El mundo cristiano está rememorando y conmemorando el hecho histórico más trascendental de la humanidad: La redención del género humano por el sacrificio de Jesús, hace más de dos mil años. Semana, que, por eso, es llamada también la semana mayor del año. Tiempo que se inicia con los jubilosos gritos de la multitud al ver entrar a Cristo como el nuevo rey de su pueblo: ¡Hosanna! ¡Hosanna! Dicen labios y corazones agitando en las manos ramas de palma y otras plantas, al paso del pollino que transporta al ungido en su ruta, se supondría, al triunfo inmediato.

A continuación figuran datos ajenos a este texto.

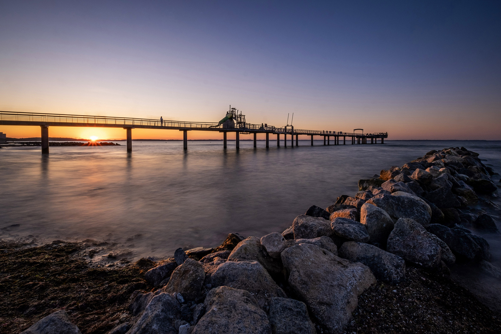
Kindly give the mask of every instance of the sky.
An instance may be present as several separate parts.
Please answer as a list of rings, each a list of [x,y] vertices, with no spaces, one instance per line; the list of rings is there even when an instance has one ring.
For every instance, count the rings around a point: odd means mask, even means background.
[[[501,3],[0,1],[0,110],[217,122],[229,105],[277,127],[501,140]]]

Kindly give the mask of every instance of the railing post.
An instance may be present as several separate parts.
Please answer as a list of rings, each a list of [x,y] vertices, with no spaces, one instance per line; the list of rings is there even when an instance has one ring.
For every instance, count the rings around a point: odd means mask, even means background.
[[[49,154],[49,127],[42,125],[42,154]]]

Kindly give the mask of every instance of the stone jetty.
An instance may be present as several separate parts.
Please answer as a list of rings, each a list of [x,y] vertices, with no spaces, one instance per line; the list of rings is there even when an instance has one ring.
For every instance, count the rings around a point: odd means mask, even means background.
[[[499,233],[471,208],[497,189],[478,156],[464,147],[431,151],[360,180],[358,192],[327,208],[312,206],[281,233],[230,233],[215,248],[179,248],[146,272],[153,288],[134,291],[132,317],[108,332],[355,332],[359,296],[405,282],[406,267],[446,274],[456,261],[488,262],[488,243],[468,229]],[[23,333],[79,332],[60,310]]]

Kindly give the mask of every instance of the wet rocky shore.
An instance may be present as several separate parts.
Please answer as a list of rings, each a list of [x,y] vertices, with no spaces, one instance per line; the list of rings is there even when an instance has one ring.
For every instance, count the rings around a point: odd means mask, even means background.
[[[501,279],[472,231],[499,234],[476,206],[497,189],[478,156],[431,151],[281,233],[230,233],[161,260],[110,253],[97,267],[103,243],[3,241],[0,332],[499,332],[501,315],[449,269]]]

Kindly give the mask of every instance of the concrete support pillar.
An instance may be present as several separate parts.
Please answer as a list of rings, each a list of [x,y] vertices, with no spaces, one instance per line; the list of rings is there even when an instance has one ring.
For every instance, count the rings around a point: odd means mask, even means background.
[[[126,128],[127,131],[127,151],[132,152],[132,128]]]
[[[42,154],[49,154],[49,127],[42,125]]]

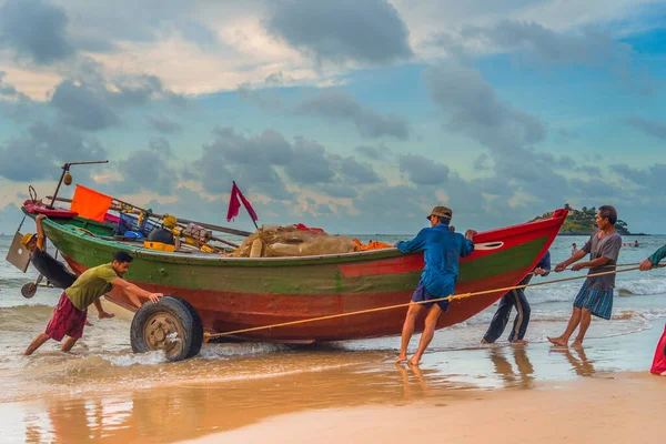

De ahí que surja ese clamor: ¡Sálvanos!, pues ese significado tiene esta palabra en hebreo; pero, en las paradojas de los actos divinos, el triunfo humano es una derrota, mientras el aparente fracaso es la victoria. ¿De qué quería ser salvado el pueblo? De la opresión, de la injusticia, de la manipulación a la que estaba sometido tanto por los sacerdotes del templo, sus dirigentes políticos; como del poder militar e imperial de Roma. Ese es el permanente grito del pueblo a través de la historia, grito muchas veces silencioso, o exclamado de otras maneras, para dar a conocer su descontento con la situación en la que encuentra: ¡Sálvanos! De las malas autoridades, de los injustos, de los que tuercen las leyes en contra nuestra.
¿Por qué gritaban eso, con la alegría del que ve cercana su liberación a ese Jesús triunfal? Porque en él veían -como lo veían así, también, los escribas y fariseos- al predicador de la Verdad y la Justicia, al que, con amor, unido a la fuerza de la sinceridad y el ejemplo vive permanentemente en la Verdad y en la Justicia de sus actos. En él veían al verdadero líder, a quien hace lo que dice. Pero los jefes de ese pueblo no abrieron sus oídos al pedido del pueblo; al contrario, se prepararon para prenderlo y destruirlo.
El centro de la Semana Santa está en el atardecer del jueves, el día del amor por excelencia, cuando Jesús, viendo cercano el fin de su presencia entre los hombres, toma el pan y dice: “Esto es mi cuerpo”; acto en el que se unen el Verbo de Dios encarnado en Jesús, y Jesús, el hombre, que libremente lo acepta, es todo amor y quiere permanecer entre los hombres. En las palabras de Cristo: Esto es mi cuerpo, está toda la fuerza divina, toda su omnipotencia, que, como Dios encarnado en hombre, tiene a su disposición, y se introduce en ese pan, lo impregna con su ser para convertirse en ese pan, en ese alimento que es material y espiritual, que es Verdad y Justicia, que es modelo de vida y camino de salvación. Lo hace con la simplicidad de las cosas importantes, como, antes, el Verbo ha creado al mundo y al hombre: con la sencillez del “Hágase la luz”.
Y Jesús lo hace, también, con la solemnidad de los grandes actos: después de lavar humildemente los pies de sus discípulos, de limpiarlos de tal manera que estén preparados para seguir el nuevo camino de Verdad y Justicia por él señalado. Lo hace para que puedan ver claro, recto, y señalar después a quien manipula y tuerce la verdad y la justicia en contra del pueblo, como ha de suceder al día siguiente, el del sacrificio, el de las negaciones y vacilaciones humanas, el de las caminatas hipócritas de los que lo quieren matar, pero buscan al que lo haga por ellos, pues no se atreven a actuar de frente; el día de los azotes, de las espinas, del penoso camino al calvario, y del momento de la crucifixión por todos, como testimonio eterno de quien da la vida por amigos y enemigos; el día de las tinieblas, cuando el mundo se estremece porque han querido matar a la Verdad y a la Justicia; y el universo protesta por ese crimen, rasga el velo del templo para dar paso la entrada triunfal de la verdad en él; el día del dolor de María, que llora con Jesús en sus brazos, antes de que lo sepulten.
Finalmente la victoria, la resurrección del cuerpo de Jesús, que arranca un nuevo grito de júbilo, un nuevo ¡Hosanna! ¡Estamos redimidos! Y esa buena nueva de la salvación se esparce como la luz al iniciarse el universo.